Максим! О, как я могла быть таким сухарем рядом с человеком, которому необходима поддержка и тепло? Ведь ни разу не намекнула ему, как мне нравится проводить с ним время, и вела себя словно надменная стерва, воспринимая его отношение ко мне и все то, что происходило, как должное. А теперь вот тороплюсь и боюсь не успеть. Это чувство сложно описать! Это и страх упустить время, которое я могла бы посвятить ему, и непреодолимое желание каждую секунду рядом с ним заново осознавать свои чувства. Все как во сне.
Я сунула бомбиле купюры и рванула в подъезд. Как ни крути, а на лифте будет быстрее. Нажала кнопку вызова, притоптывая на месте от нетерпения. Минуту спустя двери разъехались с шипением, и я остолбенела. С руками в карманах в кабине стоял, насупившись от холода, Андреев.
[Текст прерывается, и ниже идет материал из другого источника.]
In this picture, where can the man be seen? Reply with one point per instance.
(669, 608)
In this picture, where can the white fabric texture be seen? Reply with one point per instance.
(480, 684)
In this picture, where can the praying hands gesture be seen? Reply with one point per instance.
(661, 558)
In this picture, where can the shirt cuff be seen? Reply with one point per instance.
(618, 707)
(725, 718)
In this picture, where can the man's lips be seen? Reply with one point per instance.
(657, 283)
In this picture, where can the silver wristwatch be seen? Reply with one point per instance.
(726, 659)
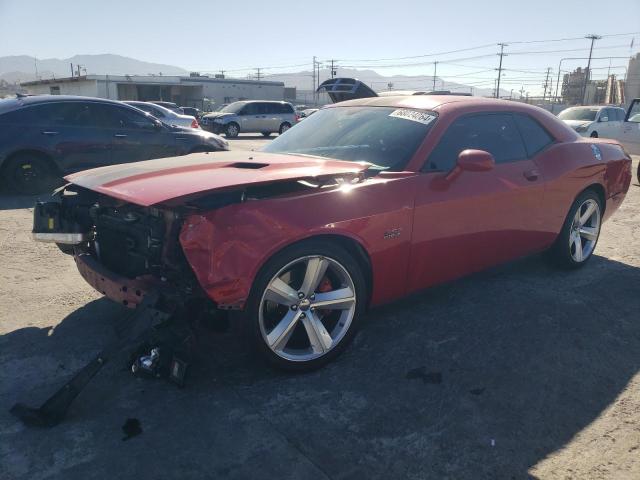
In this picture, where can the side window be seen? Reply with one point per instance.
(270, 108)
(156, 112)
(619, 114)
(24, 116)
(495, 133)
(250, 109)
(64, 114)
(535, 137)
(120, 117)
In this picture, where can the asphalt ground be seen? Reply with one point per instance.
(517, 372)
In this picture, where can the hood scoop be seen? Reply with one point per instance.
(248, 165)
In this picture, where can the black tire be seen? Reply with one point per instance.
(29, 174)
(264, 277)
(561, 251)
(284, 127)
(232, 130)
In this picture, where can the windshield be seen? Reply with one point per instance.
(384, 136)
(586, 114)
(233, 108)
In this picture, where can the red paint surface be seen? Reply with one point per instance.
(448, 228)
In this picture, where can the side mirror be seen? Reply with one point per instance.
(471, 160)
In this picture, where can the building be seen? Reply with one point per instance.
(194, 90)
Понимаете, не просто Андреев, а мой Андреев, любящий меня Андреев; обижающийся на то, что я не хочу пока оставаться на ночь, Андреев. Он даже не удивился, увидев меня. Я кинулась ему на шею, вставая на носки, словно не видела двадцать лет, и крепко обняла любимую стройную талию. Максим нажал кнопку на панели и сказал:
– Не обмануло предчувствие.
– Мой, родной мой, хороший мой, – без конца шептала я, обцеловывая всё его неподвижное лицо, а слезы катились настоящим градом, замерзая на щеках.
XV. Ошибка
Вера, Вера, Вера. Как мне бесконечно повезло с нею. Эту девочку мне сам бог послал, не иначе. Более терпеливого и нежного человека я не встречал за сорок лет жизни. Я раскрылся перед ней, я запугивал ее, я был с ней груб, переходил черту, испытывая ее, я причинял ей физическую боль и оставлял на ее теле синяки, я даже чуть не придушил ее в припадке, но вовремя взял себя в руки, и все обошлось так, будто я контролировал ситуацию. А она все терпит. Терпит даже то, из-за чего ее предшественницы писали заявление в органы. И по голове меня гладит, и в затылок целует даже еще нежнее, чем прежде. И меня от этого бросает в какую-то безнадежную не то эйфорию, не то растерянность. Она волшебная и удивительная девушка. И в ее присутствии я ощущаю себя замученным матерым волком, у которого кровь еще на зубах не остыла, а он уже поджимает уши и щурится, тыкаясь мордой в хозяйскую ладонь. Волк, которого превращают в собаку, а он и не сопротивляется.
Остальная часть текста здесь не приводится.